他不知从哪里抄起一把剪子,对准钱甲,恐吓着他后退。
钱甲真就像个地痞流氓,剪刀挥到眼前了也不动弹。
“可以,有本事你现在就弄死我,自然会有人让我体面。”
钱甲一边说着话
一边往地上一躺,将计就计,耍起了无赖,“来啊!孬种!”
钱甲指着自己的胯。
“有本事你往这捅啊,反正老子也是贱命一条,活着吃不饱饭,死了也没有坟头,活着也是白活,死了也是白死。他娘的,你有本事就弄死我!老子死了也能泼你一身脏水。”
唐掌柜见过横的,砸场子,烧铺子,报官之后公开处刑,再横的,也都消停了。
他着实没见过这种又横又不要命的,这青年如同一条赖在店门前打不动拖不走的死狗,又吓人又恶心人。
唐掌柜拿着剪刀,又下不去手,刀尖直颤,“你这人,什么毛病?”
“我什么毛病,我就这毛病!”钱甲靠在尸首身上,理直气壮的发癫。他身下是死尸,自己身体也像死了一般,僵在地上。
“反正我他妈谁也惹不起,反正我他妈谁也不能打!你们他妈是达官显贵!你们他娘的高人一等,我们这些贱人就活该低你一头!你们哪看的起我们这些瘪三啊!”
钱甲把衣服一掀,把自己单薄的肚皮露出来。
“操他妈的!捅我啊!有本事就他妈活剐了我啊。”
钱甲猛的向前一挪身子,肚皮直直的往刀口上撞,唐掌柜吓得猛的收了刀,甚至往后退了几步。

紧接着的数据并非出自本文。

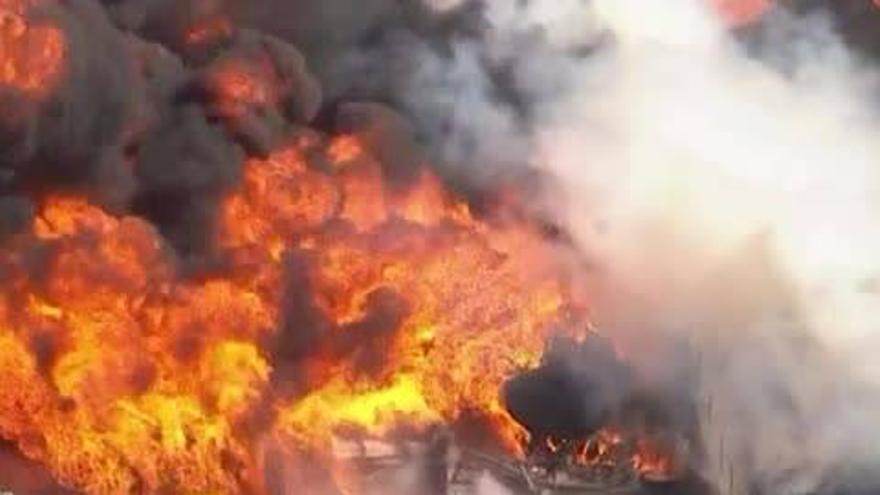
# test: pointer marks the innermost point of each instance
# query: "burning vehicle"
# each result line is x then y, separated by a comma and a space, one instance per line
304, 247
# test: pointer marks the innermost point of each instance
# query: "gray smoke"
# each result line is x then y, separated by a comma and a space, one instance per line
725, 190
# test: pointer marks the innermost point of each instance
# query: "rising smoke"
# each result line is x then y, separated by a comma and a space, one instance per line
724, 187
722, 184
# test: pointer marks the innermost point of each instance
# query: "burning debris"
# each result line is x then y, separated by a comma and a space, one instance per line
216, 279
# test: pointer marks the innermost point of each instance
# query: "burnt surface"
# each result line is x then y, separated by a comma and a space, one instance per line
578, 389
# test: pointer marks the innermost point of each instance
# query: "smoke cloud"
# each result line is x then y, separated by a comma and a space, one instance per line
724, 187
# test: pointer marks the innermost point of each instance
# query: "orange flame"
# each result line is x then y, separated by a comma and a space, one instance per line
738, 13
31, 53
123, 377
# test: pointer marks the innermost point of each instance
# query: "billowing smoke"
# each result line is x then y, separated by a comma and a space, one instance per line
720, 181
723, 185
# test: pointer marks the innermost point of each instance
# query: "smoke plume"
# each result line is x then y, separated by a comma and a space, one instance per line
724, 187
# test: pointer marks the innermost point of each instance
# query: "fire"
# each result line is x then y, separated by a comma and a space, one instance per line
32, 53
345, 307
741, 12
241, 85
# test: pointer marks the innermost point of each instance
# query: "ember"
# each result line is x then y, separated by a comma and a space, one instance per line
226, 268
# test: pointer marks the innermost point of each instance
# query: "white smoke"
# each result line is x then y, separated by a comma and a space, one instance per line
728, 197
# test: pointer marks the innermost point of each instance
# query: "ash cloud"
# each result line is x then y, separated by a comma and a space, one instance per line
723, 185
136, 121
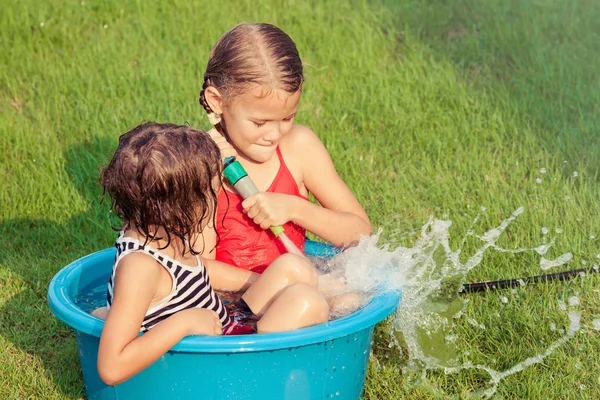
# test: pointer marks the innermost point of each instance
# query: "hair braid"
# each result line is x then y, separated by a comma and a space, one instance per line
202, 98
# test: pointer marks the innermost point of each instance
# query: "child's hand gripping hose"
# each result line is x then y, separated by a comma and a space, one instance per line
243, 185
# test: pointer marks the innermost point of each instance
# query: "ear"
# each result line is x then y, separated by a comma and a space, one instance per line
214, 99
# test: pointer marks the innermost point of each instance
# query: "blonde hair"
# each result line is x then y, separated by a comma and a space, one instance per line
252, 54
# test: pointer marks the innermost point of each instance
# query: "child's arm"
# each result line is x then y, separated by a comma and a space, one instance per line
122, 353
222, 276
341, 219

钱甲乘胜追击,每句话都刺激着对方的神经,就是要逼着他出刀,强行制造些因果。
唐掌柜哪知道自己拿了刀之后,对方这是发了什么神经。
平头百姓穿着样式都简单,富家小姐才把自己裹得里三层外三层,真的要干活的农家子弟,简单一身短打就出门了。
钱甲的白衫也搭配的简单,衣摆一掀就交了底,几根耻毛露出来,几个女眷羞得闭起了眼。
这瘪三可不能死在自己家里。倒也不是不敢杀,只是这瘪三不能死在这个店面里,不能死在众人眼前,不能死在这个时候。
就算要弄死他,那也是在月黑风高,夜深人静的时候,偷偷杀了,偷偷弄死。
眼下有好几个小孩看着,小孩儿藏不住事,衙役一问,什么都要露馅儿。
现在这个世道,没几个人盼着别人好,大家谁不是盼着其他人死,盘子就那么大。有人做了,更多的人就没得做。
达官显贵也就那么几个,一旦占住了这片山头,坐拥的就是绵延好几代人的富贵荣华,只有大灾大难才能打断这种家族传承和垄断。
土地上最平常最随处可见的东西就是百姓了。百姓是和野草一样贱的东西,百姓是土地上最不起眼的地皮和苔藓,百姓是最平凡最平庸的卑贱东西。百姓是随便烧死一片也不会影响权力格局的鸡肋筹码。
失去城池,君王会心痛。失去子民,君王可不会心痛,他们只会觉得麻烦。
所谓的爱民如子,不过是一种政治宣传口号。皇帝连自己的骨血都严防死守,又谈何爱民如子?
百姓的全部价值就是去死,用百姓的死来成为武将的功勋,用百姓的死来成为文官的政绩,用百姓的死来成为党派之间刺向对方的利刃,用百姓的死来成为一种标准,评断一位一国之君是否合格的标准。
百姓饿死在路边,说明天下粮仓有了蛀虫,粮食的收成和储备都出了问题,要查。
百姓淹死在了洪水中,说明风水卦象出了纰漏,国师可能是个冒牌货。
又或许是水利工程偷工减料,工程质量出了问题,要查。
百姓也不过就是国家的耗材而已。
一将功成万骨枯,百姓可以说死就死,但王和将领必须活着,就算是死了,也得千古留名。
王侯将相是负责排兵布阵,守护城池的,而百姓,只要负责去死就可以了。他们的存在和伤亡无非就是为了烘托出我军的骁勇善战和敌军的凶残暴虐罢了。